Repeats in the scaffold sequences were masked using RepeatMasker [8] with the
aforementioned C. fulvum repeat set and the RepBase repeat database [9] and
RepeatScout [10]. Genes were subsequently predicted on the masked sequences
using GeneMark-ES [11], Augustus [12] and SNAP [13]. Upon comparison of the
predicted gene models to the aligned protein sequences of M. fijiensis and M.

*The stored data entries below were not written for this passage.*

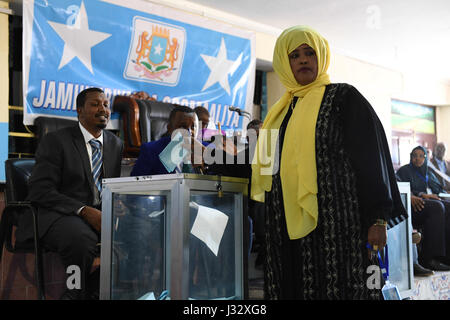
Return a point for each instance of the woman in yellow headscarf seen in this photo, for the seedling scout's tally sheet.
(323, 169)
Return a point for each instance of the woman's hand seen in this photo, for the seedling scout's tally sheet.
(417, 203)
(377, 237)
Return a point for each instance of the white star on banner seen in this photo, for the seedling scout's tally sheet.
(78, 39)
(220, 67)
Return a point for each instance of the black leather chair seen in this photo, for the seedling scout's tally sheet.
(18, 172)
(143, 121)
(45, 125)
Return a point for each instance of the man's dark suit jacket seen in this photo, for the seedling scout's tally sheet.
(62, 182)
(443, 182)
(148, 162)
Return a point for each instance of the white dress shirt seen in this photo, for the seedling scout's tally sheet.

graminicola, the GeneMark-ES predictions were selected to represent the C. fulvum
proteome.
All predicted gene models were functionally annotated using SignalP [14],
TMHMM [6], InterProScan [15], BLASTp [7] against GenBank nr, and hardwareaccelerated
double-affine
Smith-Waterman
alignments
(deCypherSW;
www.timelogic.com/decypher_sw.html) against SwissProt (www.expasy.org/sprot),
KEGG [16], and KOG [17]. KEGG hits were used to assign EC numbers
(www.expasy.org/enzyme), and Interpro and SwissProt hits were used to map GO
terms (www.geneontology.org). Multigene families were predicted with the Markov
clustering algorithm MCL [18] to cluster the proteins, using BLASTp alignment
scores between proteins as a similarity metric. Functional annotations can be found at
the JGI website (www.jgi.doe.gov). This Whole Genome Shotgun project has been
deposited at DDBJ/EMBL/GenBank under the accession AMRR00000000. The
version described in this paper is the first version, AMRR01000000.
D. septosporum genome sequencing and assembly
The D. septosporum genome was sequenced using a combination of 454
(Titanium unpaired), Illumina (2x76 bp, 0.3 kb insert paired-end) and Sanger (41 kb
insert fosmid) sequencing platforms (Table S1). All general aspects of library
construction and sequencing can be found at the JGI website (www.jgi.doe.gov). Two
lanes of the Illumina data were assembled with the Velvet assembler (version 0.7.55;
[19] with a hash length of 61 and the following options -fastq -cov_cutoff 2 min_contig_length 100, to produce an assembly with a final graph with 9746 nodes
and n50 of 90611, max 423460, total 29985518. Contigs greater than or equal to 800
bp in length were shredded into 1000 bp chunks, if possible, with 800 bp overlap to
be used for Newbler assembly. Reverse complemented shreds were also created at
contig ends. After eliminating possible contaminant data, the combined set of velvet
shredded fragments and 454 reads was assembled with Newbler (version 2.5-internal10Apr08-1) with the following options; -fe reads2remove.MPA -nrm -info -consed finish –rip -a 50 -l 350 -g -ml 20 -mi 99 -e 30. This resulted in 20 scaffolds with an
N/L50 of 5/2.6 Mb, and 199 contigs with an N/L50 of 31/0.4 Mb and estimated
assembled coverage of 34X (Table S1).
D. septosporum EST sequencing and assembly
For in vitro samples, polyA+ RNA was isolated from total RNA using the
absolutely mRNA Purification kit and manufacturer’s instructions (Stratagene, La
Jolla, CA). Subsequently, the mRNA was used to construct cDNA libraries using the
cDNA Rapid Library Preparation Method (Roche 454 Life Sciences, Branford, CT,
USA), followed by sequencing on the 454 GS-FLX platform. Sequencing of libraries
CHAA and CHAB resulted in 1,637,800 and 1,414,120 ESTs respectively. Ribosomal
RNA, low quality and low complexity reads were filtered out from each set and the
1,083,610 and 509,385 remaining reads were assembled using Newbler (version 2.3PreRelease-6/30/2009) with default parameters, resulting in 13,184 isotigs (>50 bp
long). For in planta samples, polyA+ RNA was isolated using magnetic oligo dT
beads and cDNA library prepared according to the 2009 Illumina mRNA Sequencing
Sample Preparation Guide, followed by sequencing on an Illumina GAIIx. 38,212,684
75-base single-end reads were obtained, of which approximately 11.6% mapped
uniquely to the D. septosporum genome.
D. septosporum genome annotation and availability
The D. septosporum genome was annotated using the Joint Genome Institute
annotation pipeline (http://www.jgi.doe.gov/). This Whole Genome Shotgun project
has been deposited at DDBJ/EMBL/GenBank under the accession AIEN00000000.
The version described in this paper is the first version, AIEN01000000.